Abstract:
Background Saline aquifers are characterized by extensive distribution, abundant reserves, and substantial potential for CO2 storage, establishing them as the most promising geological media for carbon capture, utilization, and storage (CCUS). CO2 storage in saline aquifers plays a crucial role in mitigating the greenhouse effect and achieving the goals of peak carbon dioxide emissions and carbon neutrality. Thoroughly investigating CO2 storage in deep saline aquifers within the Huainan mining area helps alleviate the regional pressure of carbon emission reduction while also providing important support for expanding the technical pathways of CCUS and promoting its engineering applications.
Methods Based on the geological characteristics and multi-field coupling-based mathematical models of saline aquifers in the Dingji Coal Mine in the Huainan mining area, this study developed a 3D multi-field numerical model. Using this model, this study simulated the CO2 injection, migration, and storage processes. Furthermore, it systematically explored the impacts of key geological and engineering parameters, including initial permeability, porosity, modulus of elasticity, injection pressure, and injection mode, on CO2 injectivity, as well as the sensitivity of these parameters.
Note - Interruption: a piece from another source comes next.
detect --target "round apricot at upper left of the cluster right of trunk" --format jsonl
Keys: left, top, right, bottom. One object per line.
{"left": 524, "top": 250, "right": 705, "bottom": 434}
Results The initial permeability and porosity of reservoirs represent the core geological parameters affecting CO2 injectivity and storage efficiency in the saline aquifers. As the initial permeability increased from 0.3×10−12 m2 to 0.5×10−12 m2 (67%), the cumulative CO2 storage capacity rose by approximately 70%. When the initial porosity increased from 0.20 to 0.30 (50%), the cumulative storage capacity increased by about 20%. In contrast, variations in the modulus of elasticity exerted a limited effect on the storage capacity. Injection pressure and mode are identified as critical engineering parameters for regulating CO2 storage efficiency. In detail, increasing the injection pressure to 5%‒10% of the initial reservoir pressure enhanced the CO2 storage efficiency by approximately 15%‒20% while maintaining system stability. Compared to stepwise pressurization, the constant-pressure injection mode achieved an increase in CO2 storage capacity of about 25% in spite of an increase in pressure averaging approximately 6%‒7%. This result indicates that constant-pressure injection can form a stable pressure gradient more rapidly and promote CO2 plume expansion, representing a more effective injection strategy.
Conclusions It can be concluded that CO2 storage in saline aquifers should comprehensively consider four aspects: reservoir physical properties, process control, safety constraints, and efficiency enhancement. The ideal reservoirs should have a porosity range of 0.22‒0.28 and a permeability range of (0.30‒0.45) ×10−12 m2. Regarding engineering parameters, the injection pressure should be maintained at 80%‒90% of the fracture pressure of caprocks, and a constant-pressure injection mode should be employed to balance the storage efficiency and operational safety. Furthermore, a monitoring system that integrates pressure, seepage, and saturation shall be established to enable dynamic monitoring and control of data feedback. In the future, techniques including water-alternating-gas (WAG) injection and multi-well synergistic injection can be introduced to further enhance CO2 storage efficiency and distribution uniformity. This will help ensure the long-term safety and stability of CO2 geological storage. The results of this study can provide critical theoretical support for CO2 storage in saline aquifers within the Huainan mining area and similar resource-based areas. These results also offer technical guidance for identifying dominant geological parameters and optimizing engineering siting for CO2 storage in saline aquifers.